Mientras se conserva la lucidez, esto no puede consumarse, porque el hombre lúcido queda siempre prendido por el interés de la realidad. Pero aquí es donde puede producirse la evasión más aguda, que es precisamente la de la droga, en la cual se puede caer por aburrimiento, desilusión y falta de proyecto. Esta es la causa principal de que un número muy alto de jóvenes haya vuelto la espalda a una tradición más de dos veces milenaria de racionalidad, lucidez y posesión de uno mismo. Las expresiones acunadas por el lenguaje son reveladoras: ser uno mismo, estar en sus cabales; en español, palabras tan preciosas como ensimismamiento, estar ensimismado. Frente a ello, estar fuera de sí, enajenado, alienado. La lucidez y la posesión de uno mismo han sido los atributos por los cuales se ha definido, entendido, estimado el hombre de nuestro mundo. El que esta fuera de sí es un energúmeno que en cierto momento se calmará y volverá a entrar en sí mismo, a ser dueño de sí, a ver las cosas como son, no desfiguradas y deformadas, falseadas.

A esta actitud es a la que se está renunciando, de la que se está renegando, y lo grave es que la droga, con su destrucción de la personalidad, hace imposible la rectificación, la recuperación, la vuelta a uno mismo y a la racionalidad.

A diferencia de otras culturas, que tal vez se han fijado y estancado en formas invariables, la occidental ha consistido siempre en innovación, creación, variación, en suma, libertad. Lucidez y razón frente al estupor. Es lo que precisamente producen las drogas: son estupefacientes, palabra de la misma raíz que estupidez. Las drogas causan ese fenómeno pavoroso que nos amenaza y cuyo nombre mejor sería estupidez histórica.

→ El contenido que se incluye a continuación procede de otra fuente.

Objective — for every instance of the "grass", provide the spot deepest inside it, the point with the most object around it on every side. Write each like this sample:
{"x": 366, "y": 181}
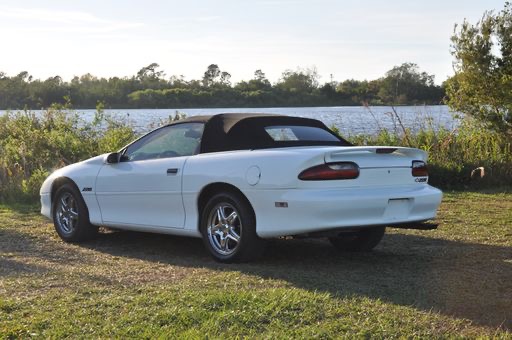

El problema de la droga se puede y se debe atacar desde muy varios puntos de vista, y todos son necesarios. Pero si se quiere llegar a su raíz, hay que ver por qué se drogan los hombres occidentales de nuestro tiempo, y habría que modificar y superar esas causas. Es evidente que buena parte de las ideologías más difundidas desde mediados del siglo XX han estado definidas por el desinterés de la razón, incluso por la hostilidad a ella. Y esto, paradójicamente, cuando la filosofía —y muy especialmente en España— ha dado pasos decisivos para llegar a una concepción más rica y profunda de la razón y de su esencial conexión con la vida humana. Es menester poner de manifiesto esta esencial pertenencia, el hecho de que la vida humana no es posible más que mediante el uso de la razón, y de que la razón es la vida misma en su función de interpretar la realidad. Es lo que se llama en español, desde comienzos de nuestro siglo, razón vital.

Creo que no se pueden olvidar las raíces intelectuales del problema de la droga, que solo podrá superar la apelación a doctrinas más profundas y verdaderas. Es un error insistir exclusivamente en el peligro de la droga; para los jóvenes, esto no es un factor de disuasión, sino más bien un estimulo, una incitación, como lo es la peligrosidad de muchos deportes. Creo más fecundo y eficaz mostrarles que el uso de la droga es un error, una renuncia a lo más humano, un envilecimiento, una huida, una cobardía.